Diversification or Concentration?

By Kovi Teutsch, Portfolio Manager




2020 has gotten off to one of the worst starts in recent history. Following an extremely volatile March and a strong April rally, the S&P 500 equity index is down 10.5% this year (Jan 1st - May 12th). That is the poorest start to a year, for this timeframe, since 1970, and the worst annual performance since 2008. And yet some companies are not only surviving the current crisis, they are booming.


Microsoft (MSFT), Apple (AAPL), Amazon (AMZN), Alphabet-Google (GOOG/L), and Facebook (FB) are the five largest publicly-traded companies in the US. Together they make up over 20% of the S&P 500 index, a larger percentage than the bottom 358 companies. Their combined market-cap (stock price x outstanding shares) is a whopping $5.4 trillion dollars.


Their success during the Covid19 recession may not come as a big surprise to anyone, as worldwide lockdowns and social distancing measures have kept billions of people indoors, disrupting their daily activities and routines. Web activity, social media interactions, App-store and music purchases, Amazon orders - all of these are in high demand. Together, these five stocks have contributed 2.2% to this year's performance. Take them out, and the "S&P 495" index losses an additional 5%.

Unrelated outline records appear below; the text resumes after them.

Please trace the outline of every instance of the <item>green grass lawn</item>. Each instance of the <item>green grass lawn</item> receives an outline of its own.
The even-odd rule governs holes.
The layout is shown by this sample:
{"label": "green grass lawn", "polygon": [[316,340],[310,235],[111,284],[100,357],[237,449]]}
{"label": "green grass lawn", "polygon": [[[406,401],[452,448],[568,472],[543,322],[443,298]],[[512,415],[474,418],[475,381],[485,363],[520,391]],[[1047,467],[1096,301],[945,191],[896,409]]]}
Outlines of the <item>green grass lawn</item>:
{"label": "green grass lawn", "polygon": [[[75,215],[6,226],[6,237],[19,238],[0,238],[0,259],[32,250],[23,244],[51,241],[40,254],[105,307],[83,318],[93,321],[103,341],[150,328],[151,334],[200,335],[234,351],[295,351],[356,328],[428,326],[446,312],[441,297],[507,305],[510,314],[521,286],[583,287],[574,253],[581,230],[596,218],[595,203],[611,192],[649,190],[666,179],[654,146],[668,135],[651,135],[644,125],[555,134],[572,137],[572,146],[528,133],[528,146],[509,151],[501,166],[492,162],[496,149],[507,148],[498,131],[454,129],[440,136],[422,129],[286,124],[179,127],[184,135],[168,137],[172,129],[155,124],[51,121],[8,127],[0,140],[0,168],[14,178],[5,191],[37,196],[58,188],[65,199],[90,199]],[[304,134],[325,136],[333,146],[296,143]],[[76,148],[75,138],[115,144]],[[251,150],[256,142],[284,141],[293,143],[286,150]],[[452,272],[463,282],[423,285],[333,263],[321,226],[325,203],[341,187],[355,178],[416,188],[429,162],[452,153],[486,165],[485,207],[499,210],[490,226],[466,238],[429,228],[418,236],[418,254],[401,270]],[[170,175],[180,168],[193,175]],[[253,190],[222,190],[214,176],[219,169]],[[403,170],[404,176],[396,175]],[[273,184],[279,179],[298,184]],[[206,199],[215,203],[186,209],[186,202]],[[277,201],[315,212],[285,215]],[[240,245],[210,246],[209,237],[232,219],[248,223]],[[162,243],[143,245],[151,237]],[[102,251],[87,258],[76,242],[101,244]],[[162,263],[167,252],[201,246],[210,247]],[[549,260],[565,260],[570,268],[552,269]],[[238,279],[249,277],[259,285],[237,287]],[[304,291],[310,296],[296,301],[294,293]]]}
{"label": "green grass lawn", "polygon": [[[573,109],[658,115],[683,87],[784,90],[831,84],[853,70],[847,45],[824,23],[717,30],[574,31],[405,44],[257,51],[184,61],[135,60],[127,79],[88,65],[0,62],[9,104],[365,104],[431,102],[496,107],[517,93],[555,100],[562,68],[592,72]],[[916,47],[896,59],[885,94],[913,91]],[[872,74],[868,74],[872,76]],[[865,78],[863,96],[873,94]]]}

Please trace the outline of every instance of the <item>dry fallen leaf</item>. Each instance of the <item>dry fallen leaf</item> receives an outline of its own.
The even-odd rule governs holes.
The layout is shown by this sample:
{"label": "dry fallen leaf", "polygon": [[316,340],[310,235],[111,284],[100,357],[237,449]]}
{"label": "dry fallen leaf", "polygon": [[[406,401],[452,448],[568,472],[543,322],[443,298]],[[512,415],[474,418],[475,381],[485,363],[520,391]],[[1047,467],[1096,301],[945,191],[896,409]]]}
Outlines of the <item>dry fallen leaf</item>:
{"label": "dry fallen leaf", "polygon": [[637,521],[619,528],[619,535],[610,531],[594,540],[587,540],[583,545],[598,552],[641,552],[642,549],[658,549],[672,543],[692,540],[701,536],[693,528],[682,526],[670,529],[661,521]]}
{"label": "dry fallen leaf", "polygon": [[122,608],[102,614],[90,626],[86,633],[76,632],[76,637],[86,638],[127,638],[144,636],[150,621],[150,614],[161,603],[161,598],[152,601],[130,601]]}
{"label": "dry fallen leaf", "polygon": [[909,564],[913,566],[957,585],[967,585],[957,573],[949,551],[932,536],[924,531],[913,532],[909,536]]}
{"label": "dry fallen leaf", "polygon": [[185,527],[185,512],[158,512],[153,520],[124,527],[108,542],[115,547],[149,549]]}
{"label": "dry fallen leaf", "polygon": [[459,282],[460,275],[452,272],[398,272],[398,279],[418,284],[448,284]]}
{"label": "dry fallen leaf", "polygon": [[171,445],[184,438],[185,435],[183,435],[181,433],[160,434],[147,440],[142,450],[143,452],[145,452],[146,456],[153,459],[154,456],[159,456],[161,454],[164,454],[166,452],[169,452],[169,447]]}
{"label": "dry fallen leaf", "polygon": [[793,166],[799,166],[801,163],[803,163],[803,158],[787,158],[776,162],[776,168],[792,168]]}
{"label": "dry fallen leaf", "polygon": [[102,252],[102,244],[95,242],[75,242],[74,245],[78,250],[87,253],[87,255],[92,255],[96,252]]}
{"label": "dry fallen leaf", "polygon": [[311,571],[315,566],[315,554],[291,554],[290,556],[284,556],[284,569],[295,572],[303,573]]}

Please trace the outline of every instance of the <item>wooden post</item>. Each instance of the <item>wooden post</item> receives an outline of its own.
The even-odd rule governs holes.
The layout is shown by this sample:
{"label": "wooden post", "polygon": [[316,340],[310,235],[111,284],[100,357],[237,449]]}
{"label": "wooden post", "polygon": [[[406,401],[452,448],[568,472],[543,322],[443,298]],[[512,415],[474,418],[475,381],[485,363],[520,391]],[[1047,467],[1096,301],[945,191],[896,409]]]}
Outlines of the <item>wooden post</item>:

Yet such a large concentration of investors' capital in just a handful of companies can cause serious risks. Diversification, a key element of risk management, has been deteriorating within the S&P 500 index - an index many investors choose in order to provide diversification to their portfolios. The last time the top five stocks made up such a large share of the index was back in the 1980s.

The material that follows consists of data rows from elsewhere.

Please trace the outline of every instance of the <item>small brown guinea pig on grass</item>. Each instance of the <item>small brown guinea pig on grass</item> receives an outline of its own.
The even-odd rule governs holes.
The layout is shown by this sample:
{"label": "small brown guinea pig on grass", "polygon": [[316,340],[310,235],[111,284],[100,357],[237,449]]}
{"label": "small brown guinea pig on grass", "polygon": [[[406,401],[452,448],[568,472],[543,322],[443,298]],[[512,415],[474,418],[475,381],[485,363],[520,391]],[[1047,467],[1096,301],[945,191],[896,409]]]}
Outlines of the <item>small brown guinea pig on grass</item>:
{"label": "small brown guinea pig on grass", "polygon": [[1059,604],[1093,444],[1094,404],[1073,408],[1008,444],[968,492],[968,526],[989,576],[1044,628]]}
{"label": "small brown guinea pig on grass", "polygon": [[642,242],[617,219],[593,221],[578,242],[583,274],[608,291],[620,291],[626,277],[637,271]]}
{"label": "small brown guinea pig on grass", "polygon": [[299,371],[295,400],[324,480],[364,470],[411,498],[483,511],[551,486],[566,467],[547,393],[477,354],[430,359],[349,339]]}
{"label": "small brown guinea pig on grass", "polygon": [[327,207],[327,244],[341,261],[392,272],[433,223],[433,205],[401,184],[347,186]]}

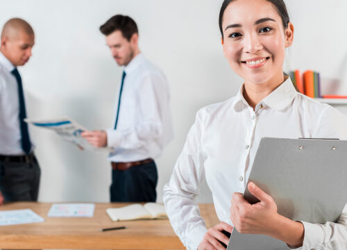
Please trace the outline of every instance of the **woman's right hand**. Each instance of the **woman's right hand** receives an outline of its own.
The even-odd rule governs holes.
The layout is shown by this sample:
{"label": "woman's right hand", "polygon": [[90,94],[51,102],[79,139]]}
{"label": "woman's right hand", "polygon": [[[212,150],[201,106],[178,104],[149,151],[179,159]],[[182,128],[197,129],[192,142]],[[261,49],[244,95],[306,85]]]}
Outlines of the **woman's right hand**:
{"label": "woman's right hand", "polygon": [[229,238],[221,232],[223,230],[231,233],[232,226],[221,222],[208,229],[203,235],[203,241],[199,244],[198,250],[225,250],[226,248],[219,242],[220,241],[227,246],[229,243]]}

Another worrying indicator is the narrow 'market breadth' of the index. Market breadth is a measurement of how many stocks are increasing relative to those which are declining. So far this year, over 400 index constituents have fallen in value. Considerable narrowing has occurred before the Dot-Com crash (early 2000's), the Great Recession (2007-2009), and Black Monday (2011), just to name a few.


Finally, these five companies are all "internet"/"information technology" related, or have a large online presence. Tech continues to dominate the S&P 500 index, while some other sectors are just a small fraction of the whole. Microsoft, Apple, and Amazon are each larger than any one of the S&P 500's four smallest sectors: Utilities, Energy, Real Estate, and Materials.


So far, the market leaders of the longest bull market in history have yet to underperform in this downturn. Will their momentum continue? Are the risks to passive investors becoming too high?